Marília - Enquanto o Brasil segue consumindo entre 12 e 13 bilhões de sacolas plásticas convencionais por ano, uma promessa “ecológica” vem ganhando espaço nos caixas de supermercados e no discurso de sustentabilidade de empresas: a sacola biodegradável.
À primeira vista, a proposta parece ideal. Feita com materiais capazes de se decompor por ação de micro-organismos, em tese, esse tipo de embalagem teria um impacto ambiental reduzido, substituindo o plástico tradicional derivado do petróleo. No entanto, especialistas alertam: a história é mais complexa — e, muitas vezes, enganosa.
Um rótulo, muitas interpretações
O termo “biodegradável” tem sido usado de forma cada vez mais frequente, mas nem sempre com rigor técnico. A confusão começa na diferenciação entre sacolas realmente biodegradáveis e compostáveis e aquelas conhecidas como oxi-degradáveis, erroneamente vendidas como sustentáveis.
As oxi-degradáveis, na verdade, são feitas de plástico comum com aditivos químicos que aceleram a fragmentação. Em vez de desaparecer do ambiente, o que acontece é a quebra do plástico em pedaços menores — os temidos microplásticos — que permanecem no solo, na água e na cadeia alimentar. Não por acaso, esse tipo de produto já foi banido na União Europeia e vem sendo combatido por organizações ambientais.
Já as biodegradáveis compostáveis, feitas com polímeros como PLA, PHA ou amido, podem sim se decompor de forma segura. Mas há um detalhe importante: isso só ocorre em condições específicas, como temperatura, umidade, oxigênio e presença de micro-organismos adequados — geralmente encontrados somente em unidades de compostagem industrial.

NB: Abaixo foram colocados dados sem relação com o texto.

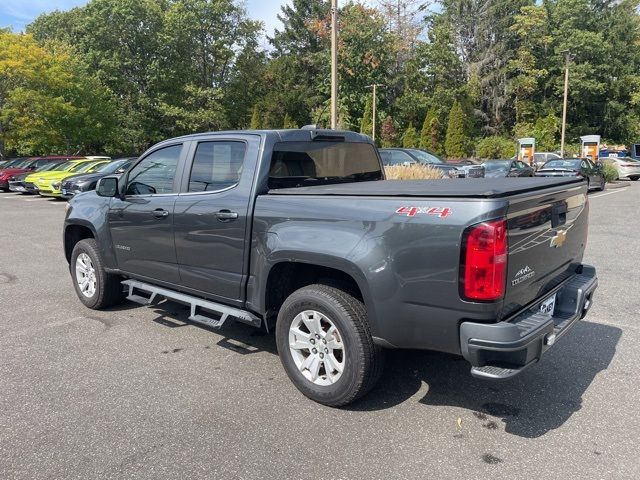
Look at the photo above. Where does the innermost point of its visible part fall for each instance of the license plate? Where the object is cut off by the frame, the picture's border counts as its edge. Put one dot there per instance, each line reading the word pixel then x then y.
pixel 549 305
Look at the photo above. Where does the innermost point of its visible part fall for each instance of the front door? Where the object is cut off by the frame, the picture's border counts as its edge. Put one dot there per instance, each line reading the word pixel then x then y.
pixel 211 218
pixel 141 224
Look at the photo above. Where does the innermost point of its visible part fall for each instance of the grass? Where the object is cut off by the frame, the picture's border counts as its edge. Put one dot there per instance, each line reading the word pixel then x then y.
pixel 412 172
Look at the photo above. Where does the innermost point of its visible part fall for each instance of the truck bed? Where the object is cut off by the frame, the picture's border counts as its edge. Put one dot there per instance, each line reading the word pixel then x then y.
pixel 454 188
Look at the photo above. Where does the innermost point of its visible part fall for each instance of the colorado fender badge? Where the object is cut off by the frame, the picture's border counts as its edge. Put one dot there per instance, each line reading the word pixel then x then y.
pixel 441 212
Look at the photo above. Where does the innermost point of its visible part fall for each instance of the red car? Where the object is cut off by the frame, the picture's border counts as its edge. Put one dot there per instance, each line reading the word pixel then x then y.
pixel 24 165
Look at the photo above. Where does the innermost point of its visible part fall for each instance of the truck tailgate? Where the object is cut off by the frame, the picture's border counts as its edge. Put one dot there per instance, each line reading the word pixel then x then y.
pixel 547 237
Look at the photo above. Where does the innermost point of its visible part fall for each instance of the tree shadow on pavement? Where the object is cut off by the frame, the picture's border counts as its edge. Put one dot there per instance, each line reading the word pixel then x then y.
pixel 541 399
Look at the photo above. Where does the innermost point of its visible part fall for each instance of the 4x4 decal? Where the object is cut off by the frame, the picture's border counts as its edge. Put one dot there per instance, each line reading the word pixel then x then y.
pixel 442 212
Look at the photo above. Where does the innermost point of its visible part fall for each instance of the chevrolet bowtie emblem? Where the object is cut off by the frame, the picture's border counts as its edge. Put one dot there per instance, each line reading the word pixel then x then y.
pixel 559 239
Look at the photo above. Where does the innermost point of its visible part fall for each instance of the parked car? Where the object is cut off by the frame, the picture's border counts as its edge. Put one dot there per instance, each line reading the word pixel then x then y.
pixel 298 230
pixel 27 165
pixel 17 182
pixel 35 181
pixel 540 158
pixel 627 167
pixel 55 181
pixel 412 156
pixel 507 168
pixel 84 182
pixel 575 167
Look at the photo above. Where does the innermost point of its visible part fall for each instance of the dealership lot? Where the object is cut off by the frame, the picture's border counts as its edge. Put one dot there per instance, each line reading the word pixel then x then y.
pixel 136 392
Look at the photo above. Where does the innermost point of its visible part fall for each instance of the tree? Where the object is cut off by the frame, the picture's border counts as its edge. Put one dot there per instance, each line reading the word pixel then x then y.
pixel 495 147
pixel 289 123
pixel 430 133
pixel 410 137
pixel 256 118
pixel 388 133
pixel 456 142
pixel 366 123
pixel 49 102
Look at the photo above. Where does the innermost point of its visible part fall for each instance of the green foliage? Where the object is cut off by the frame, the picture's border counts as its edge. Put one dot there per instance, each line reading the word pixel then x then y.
pixel 610 172
pixel 495 147
pixel 289 123
pixel 388 133
pixel 430 135
pixel 366 123
pixel 456 142
pixel 49 103
pixel 410 138
pixel 139 71
pixel 256 119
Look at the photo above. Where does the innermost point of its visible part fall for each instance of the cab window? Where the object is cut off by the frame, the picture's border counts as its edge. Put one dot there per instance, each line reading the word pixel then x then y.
pixel 155 173
pixel 216 166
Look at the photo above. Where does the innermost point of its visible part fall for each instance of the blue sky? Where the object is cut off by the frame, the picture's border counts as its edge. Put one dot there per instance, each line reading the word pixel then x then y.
pixel 18 13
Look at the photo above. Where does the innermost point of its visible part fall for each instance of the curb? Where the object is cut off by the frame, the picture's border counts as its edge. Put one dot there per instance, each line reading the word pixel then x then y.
pixel 617 185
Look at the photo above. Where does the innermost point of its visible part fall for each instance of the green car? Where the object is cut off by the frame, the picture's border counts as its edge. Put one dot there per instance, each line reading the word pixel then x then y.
pixel 48 183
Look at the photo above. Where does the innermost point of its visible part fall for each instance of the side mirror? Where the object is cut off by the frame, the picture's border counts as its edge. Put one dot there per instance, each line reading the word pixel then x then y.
pixel 107 187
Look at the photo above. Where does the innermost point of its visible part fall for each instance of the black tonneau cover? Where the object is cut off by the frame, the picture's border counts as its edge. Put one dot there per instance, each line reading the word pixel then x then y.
pixel 461 188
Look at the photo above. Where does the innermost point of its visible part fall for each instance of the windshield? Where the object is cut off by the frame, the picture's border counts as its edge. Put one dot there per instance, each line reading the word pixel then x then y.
pixel 496 166
pixel 571 164
pixel 296 164
pixel 111 166
pixel 426 157
pixel 82 167
pixel 48 166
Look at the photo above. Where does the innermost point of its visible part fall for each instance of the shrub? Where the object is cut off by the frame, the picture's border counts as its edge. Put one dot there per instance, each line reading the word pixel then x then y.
pixel 456 141
pixel 495 147
pixel 610 172
pixel 410 137
pixel 413 172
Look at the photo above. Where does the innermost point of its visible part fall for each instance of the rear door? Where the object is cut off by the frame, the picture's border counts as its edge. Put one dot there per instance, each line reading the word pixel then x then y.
pixel 141 224
pixel 212 215
pixel 547 237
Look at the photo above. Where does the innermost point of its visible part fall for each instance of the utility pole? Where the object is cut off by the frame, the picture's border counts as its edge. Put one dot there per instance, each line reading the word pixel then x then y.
pixel 373 110
pixel 334 64
pixel 567 59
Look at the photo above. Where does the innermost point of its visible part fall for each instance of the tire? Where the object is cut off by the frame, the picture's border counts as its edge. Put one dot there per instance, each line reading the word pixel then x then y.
pixel 360 359
pixel 103 289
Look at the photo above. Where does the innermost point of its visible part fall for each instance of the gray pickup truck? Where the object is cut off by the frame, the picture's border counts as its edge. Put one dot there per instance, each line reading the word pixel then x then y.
pixel 297 231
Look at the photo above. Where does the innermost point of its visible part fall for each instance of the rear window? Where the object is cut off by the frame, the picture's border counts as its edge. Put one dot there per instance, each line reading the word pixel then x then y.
pixel 297 164
pixel 571 164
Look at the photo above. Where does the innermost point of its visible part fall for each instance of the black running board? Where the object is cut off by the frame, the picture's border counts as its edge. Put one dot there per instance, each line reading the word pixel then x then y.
pixel 202 311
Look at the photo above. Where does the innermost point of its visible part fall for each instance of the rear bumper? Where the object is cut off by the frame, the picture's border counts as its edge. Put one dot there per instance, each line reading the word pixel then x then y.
pixel 502 350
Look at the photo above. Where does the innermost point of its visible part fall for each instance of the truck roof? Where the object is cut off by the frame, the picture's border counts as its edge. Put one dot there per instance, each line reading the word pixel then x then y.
pixel 292 135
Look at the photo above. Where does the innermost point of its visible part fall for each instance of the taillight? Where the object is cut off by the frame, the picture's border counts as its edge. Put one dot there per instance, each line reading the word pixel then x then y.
pixel 484 258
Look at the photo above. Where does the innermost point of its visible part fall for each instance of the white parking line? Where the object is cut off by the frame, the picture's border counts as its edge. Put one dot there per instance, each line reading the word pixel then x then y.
pixel 608 193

Marília-SP como exemplo: sacola a R$ 0,05, vendida por R$ 0,13
Na cidade de Marília, interior de São Paulo, a Lei Municipal nº 9.046/2023, em vigor desde 15 de julho deste ano, proíbe o uso de sacolas plásticas descartáveis. O
comércio foi autorizado a fornecer apenas sacolas recicláveis, retornáveis ou reutilizáveis. O problema? Essas novas embalagens estão sendo vendidas por até R$ 0,13 a unidade, enquanto o custo real de uma sacola biodegradável na internet gira em torno de R$ 0,05. Um lucro superior a 150% por unidade.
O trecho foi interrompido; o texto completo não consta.